Justice et ordre républicain : Le président a profité de son discours pour aller au delà des questions sociales et économiques. Il a souhaité évoquer "la justice et l'ordre républicain". Avec tout d'abord un rappel des actions mises en place : recrutement de 10 000 magistrats et agents, déploiement de 200 brigades de gendarmerie. Il a également promis des annonces pour début mai. "L’Etat de droit est notre socle et il n’y a pas de liberté sans loi ni sans sanction envers ceux qui transgressent le droit des autres". Un refrain qui fait office de figure imposée puisque tous les présidents de la Ve République l'ont entonnée. 

Progrès : Une partie de sa majorité reproche au président de la République de délaisser la question du progressisme, genèse du macronisme ? Ce dernier semble avoir entendu le message puisque la troisième de ses priorités est le progrès défini de la manière suivante :  "Je veux que chacun d’entre vous retrouve la certitude que nos enfants pourront bâtir une vie meilleure », a-t-il déclaré. « Et ce sont nos services publics qui devront porter cette espérance de la petite enfance au grand âge. Dès lors, l’Education nationale doit renouer avec l’ambition d’être l’une des meilleures d’Europe. Dès la rentrée, notre école va changer à vue d’œil pour les enseignants qui seront mieux rémunérés, pour les élèves qui seront davantage accompagnés en français et en mathématiques pour leurs devoirs et pratiqueront plus de sport à l’école, pour les parents qui verront le remplacement systématique des enseignants absents."

Autre volet sur lequel Emmanuel Macron est revenu, la santé. Celle-ci sera "rebâtie" puisque, d'ici la fin de l'année : "600 000 patients atteints de maladies chroniques qui n’ont pas de médecin traitant en disposeront. Et d’ici à la fin de l’année prochaine, nous devrons avoir désengorgé tous nos services d’urgence." Outre des promesses, il a rappelé son bilan, notamment le reste à charge zéro.

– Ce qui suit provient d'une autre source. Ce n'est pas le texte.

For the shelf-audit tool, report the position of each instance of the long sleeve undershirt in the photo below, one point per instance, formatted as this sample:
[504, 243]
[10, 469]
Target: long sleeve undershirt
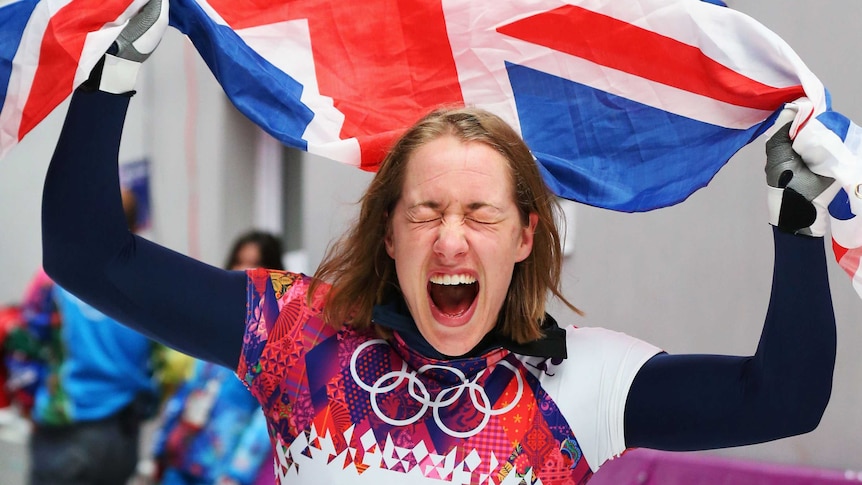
[676, 402]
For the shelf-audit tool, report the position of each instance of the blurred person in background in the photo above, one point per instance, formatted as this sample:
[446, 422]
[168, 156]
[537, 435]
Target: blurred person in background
[213, 431]
[87, 382]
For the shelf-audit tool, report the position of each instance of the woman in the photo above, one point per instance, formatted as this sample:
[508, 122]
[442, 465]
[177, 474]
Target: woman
[421, 350]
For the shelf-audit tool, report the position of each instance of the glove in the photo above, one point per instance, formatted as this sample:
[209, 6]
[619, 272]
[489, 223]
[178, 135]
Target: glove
[798, 198]
[117, 71]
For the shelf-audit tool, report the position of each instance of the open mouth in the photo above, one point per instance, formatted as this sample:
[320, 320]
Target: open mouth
[453, 295]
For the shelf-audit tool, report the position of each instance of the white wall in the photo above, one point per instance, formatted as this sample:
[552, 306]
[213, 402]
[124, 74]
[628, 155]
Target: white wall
[691, 278]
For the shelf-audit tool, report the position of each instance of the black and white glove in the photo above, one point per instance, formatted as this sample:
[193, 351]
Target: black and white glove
[117, 71]
[798, 198]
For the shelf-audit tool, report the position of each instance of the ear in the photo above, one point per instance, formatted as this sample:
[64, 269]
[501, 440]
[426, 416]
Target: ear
[527, 233]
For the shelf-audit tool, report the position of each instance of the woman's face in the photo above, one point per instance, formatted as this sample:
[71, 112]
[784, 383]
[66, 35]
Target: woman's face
[455, 236]
[248, 256]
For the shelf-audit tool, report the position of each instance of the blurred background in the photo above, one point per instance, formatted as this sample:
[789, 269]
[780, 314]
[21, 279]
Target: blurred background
[693, 278]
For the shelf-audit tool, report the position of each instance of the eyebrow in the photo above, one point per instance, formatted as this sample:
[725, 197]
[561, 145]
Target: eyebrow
[471, 207]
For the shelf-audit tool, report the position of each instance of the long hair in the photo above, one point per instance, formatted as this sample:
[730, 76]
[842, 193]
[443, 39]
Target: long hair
[361, 272]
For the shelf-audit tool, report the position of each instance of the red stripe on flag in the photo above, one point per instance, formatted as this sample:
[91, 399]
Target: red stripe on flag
[60, 52]
[848, 259]
[620, 45]
[384, 63]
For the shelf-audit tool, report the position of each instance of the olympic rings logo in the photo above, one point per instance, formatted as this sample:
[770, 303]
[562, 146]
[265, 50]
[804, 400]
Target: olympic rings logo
[416, 389]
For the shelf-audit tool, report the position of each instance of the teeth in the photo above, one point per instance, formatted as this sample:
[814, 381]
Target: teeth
[453, 279]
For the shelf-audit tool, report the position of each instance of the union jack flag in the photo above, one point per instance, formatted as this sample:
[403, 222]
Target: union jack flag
[630, 106]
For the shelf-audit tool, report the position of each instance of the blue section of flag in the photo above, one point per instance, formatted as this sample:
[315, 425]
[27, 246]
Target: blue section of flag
[612, 152]
[836, 123]
[839, 208]
[264, 93]
[13, 19]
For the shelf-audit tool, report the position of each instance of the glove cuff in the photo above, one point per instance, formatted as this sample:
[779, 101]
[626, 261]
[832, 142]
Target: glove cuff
[112, 75]
[119, 75]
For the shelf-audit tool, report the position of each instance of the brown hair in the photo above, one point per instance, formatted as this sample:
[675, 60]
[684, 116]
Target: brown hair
[362, 273]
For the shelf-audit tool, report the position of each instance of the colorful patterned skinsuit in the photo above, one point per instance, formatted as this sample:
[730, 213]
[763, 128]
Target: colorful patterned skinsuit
[348, 407]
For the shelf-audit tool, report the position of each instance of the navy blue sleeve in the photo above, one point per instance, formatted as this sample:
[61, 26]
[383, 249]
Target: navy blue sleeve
[696, 402]
[88, 249]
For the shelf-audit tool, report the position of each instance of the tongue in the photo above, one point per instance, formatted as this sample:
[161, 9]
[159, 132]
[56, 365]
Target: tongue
[453, 300]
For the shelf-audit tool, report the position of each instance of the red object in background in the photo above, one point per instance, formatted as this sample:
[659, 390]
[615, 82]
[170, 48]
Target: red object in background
[9, 317]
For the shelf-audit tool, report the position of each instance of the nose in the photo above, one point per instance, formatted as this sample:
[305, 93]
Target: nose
[451, 239]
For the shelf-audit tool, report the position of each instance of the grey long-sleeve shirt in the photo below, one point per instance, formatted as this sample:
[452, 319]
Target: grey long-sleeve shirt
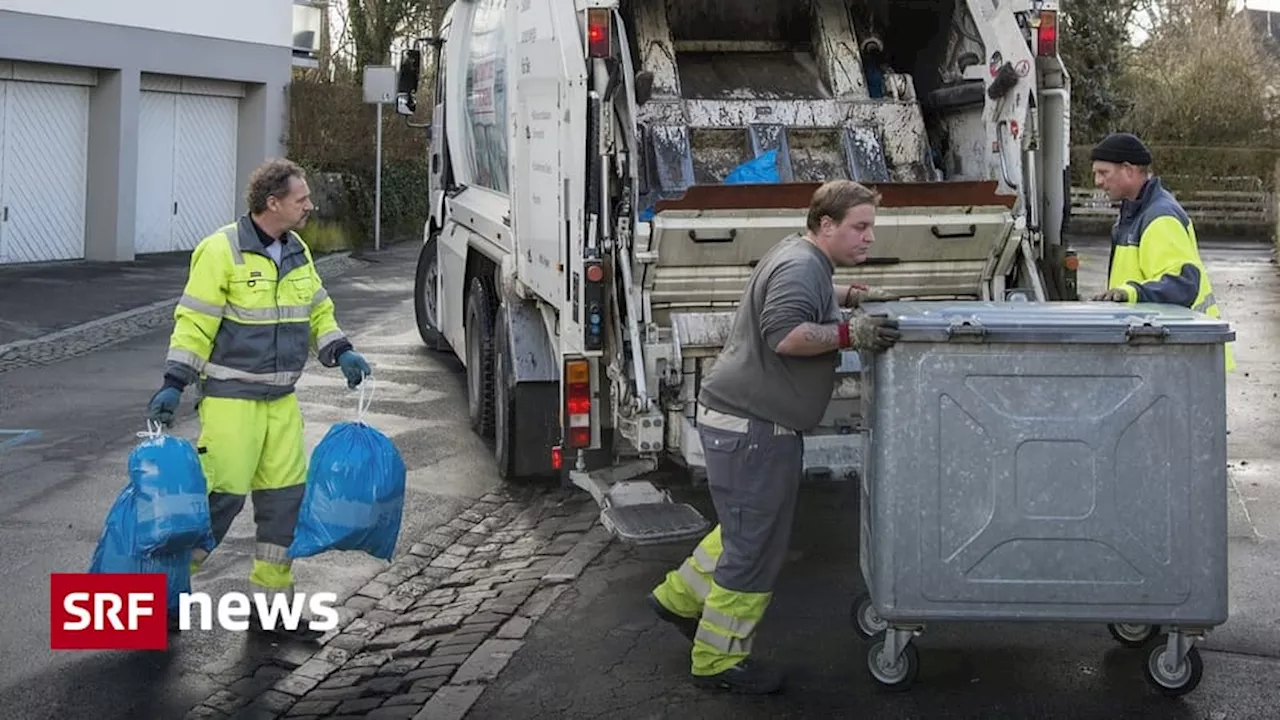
[790, 286]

Le serpent de mer bureaucratique : Pompidou appelait à "arrêter de faire chier les Français", Valéry Giscard d'Estaing appelait son administration au "bon sens", Jacques Chirac et Nicolas Sarkozy s'attaquaient à la bureaucratie. Emmanuel Macron s'inscrit dans leurs traces puisqu'il a déclaré : "Il nous faut moins de lois, moins de bureaucratie, plus de liberté d’action, d’expérimentation, de pouvoir, d’initiative à l’échelle de nos vies". Seul hic, aucun président de la République n'a réussi à diminuer la bureaucratie. Dommage puisque de la Chine à l'Empire romain en passant par l'URSS, l'Histoire prouve que le déclin d'une puissance se traduit par une administration de plus en plus tentaculaire.

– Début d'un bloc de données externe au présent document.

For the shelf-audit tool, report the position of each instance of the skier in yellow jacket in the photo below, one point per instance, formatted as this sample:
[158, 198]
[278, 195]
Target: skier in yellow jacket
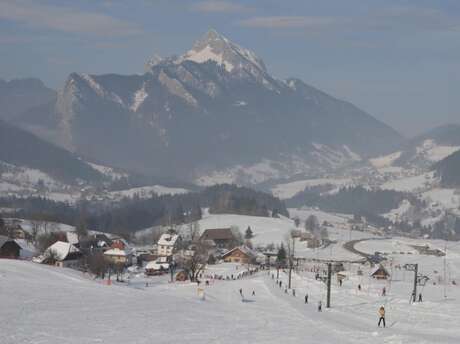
[382, 316]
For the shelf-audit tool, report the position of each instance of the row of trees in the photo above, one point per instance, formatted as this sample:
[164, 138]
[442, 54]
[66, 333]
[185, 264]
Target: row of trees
[129, 215]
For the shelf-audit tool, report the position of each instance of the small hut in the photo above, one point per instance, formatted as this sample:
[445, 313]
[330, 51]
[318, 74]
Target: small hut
[9, 248]
[379, 272]
[181, 276]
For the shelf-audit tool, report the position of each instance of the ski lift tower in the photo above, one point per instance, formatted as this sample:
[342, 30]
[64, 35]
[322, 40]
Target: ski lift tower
[414, 268]
[327, 279]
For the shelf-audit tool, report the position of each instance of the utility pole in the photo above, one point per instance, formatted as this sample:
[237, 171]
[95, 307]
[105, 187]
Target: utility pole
[413, 267]
[291, 257]
[329, 274]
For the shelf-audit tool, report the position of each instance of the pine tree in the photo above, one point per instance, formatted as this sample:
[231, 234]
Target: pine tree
[281, 256]
[248, 234]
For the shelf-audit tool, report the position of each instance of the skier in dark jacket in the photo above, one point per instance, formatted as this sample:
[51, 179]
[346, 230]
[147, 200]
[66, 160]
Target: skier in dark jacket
[382, 316]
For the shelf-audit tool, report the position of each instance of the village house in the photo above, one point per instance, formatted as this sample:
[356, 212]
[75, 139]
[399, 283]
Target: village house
[61, 254]
[168, 244]
[240, 254]
[117, 256]
[379, 272]
[9, 248]
[224, 238]
[14, 229]
[156, 267]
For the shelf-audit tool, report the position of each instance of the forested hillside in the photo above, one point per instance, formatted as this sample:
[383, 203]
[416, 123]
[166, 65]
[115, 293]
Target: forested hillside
[21, 148]
[133, 214]
[449, 170]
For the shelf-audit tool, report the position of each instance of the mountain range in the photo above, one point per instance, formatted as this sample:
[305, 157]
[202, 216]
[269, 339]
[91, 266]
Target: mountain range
[425, 150]
[212, 112]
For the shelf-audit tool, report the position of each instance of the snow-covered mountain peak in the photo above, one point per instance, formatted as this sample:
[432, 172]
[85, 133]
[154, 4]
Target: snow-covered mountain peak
[215, 47]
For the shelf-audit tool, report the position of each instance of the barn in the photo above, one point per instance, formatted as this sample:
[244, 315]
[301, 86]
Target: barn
[9, 248]
[379, 272]
[239, 254]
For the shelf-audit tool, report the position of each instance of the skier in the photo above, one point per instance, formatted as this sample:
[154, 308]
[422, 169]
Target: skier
[382, 316]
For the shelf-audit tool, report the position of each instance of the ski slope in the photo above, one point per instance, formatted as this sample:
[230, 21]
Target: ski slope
[42, 304]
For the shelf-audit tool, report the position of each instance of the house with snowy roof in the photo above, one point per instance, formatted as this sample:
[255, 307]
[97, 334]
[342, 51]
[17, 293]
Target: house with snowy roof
[156, 267]
[60, 253]
[168, 244]
[9, 248]
[240, 254]
[379, 272]
[118, 256]
[222, 237]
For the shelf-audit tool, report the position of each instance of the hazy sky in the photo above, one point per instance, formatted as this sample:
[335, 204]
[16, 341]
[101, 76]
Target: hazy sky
[397, 59]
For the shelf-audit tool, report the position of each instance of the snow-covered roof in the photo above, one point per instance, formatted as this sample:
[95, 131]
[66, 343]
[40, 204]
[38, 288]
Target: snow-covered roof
[72, 237]
[246, 250]
[116, 252]
[62, 249]
[154, 265]
[377, 268]
[167, 239]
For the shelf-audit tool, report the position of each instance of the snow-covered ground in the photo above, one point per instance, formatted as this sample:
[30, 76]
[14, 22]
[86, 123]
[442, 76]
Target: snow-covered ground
[410, 184]
[147, 191]
[42, 304]
[287, 190]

Rendez-vous le 14 juillet : Pour conclure son discours, le président a promis de jouer "l'apaisement" durant "cent jours", un délai souvent évoqué par les responsables politiques, de Napoléon à Dominique de Villepin. Rendez-vous est pris le 14 juillet pour "faire un premier bilan. Nous avons devant nous cent jours d'apaisement, d'unité, d'ambition et d'action au service de la France". L'apaisement semble s'appliquer à lui-même. Et aux autres : "C'est notre devoir et je vous fais confiance".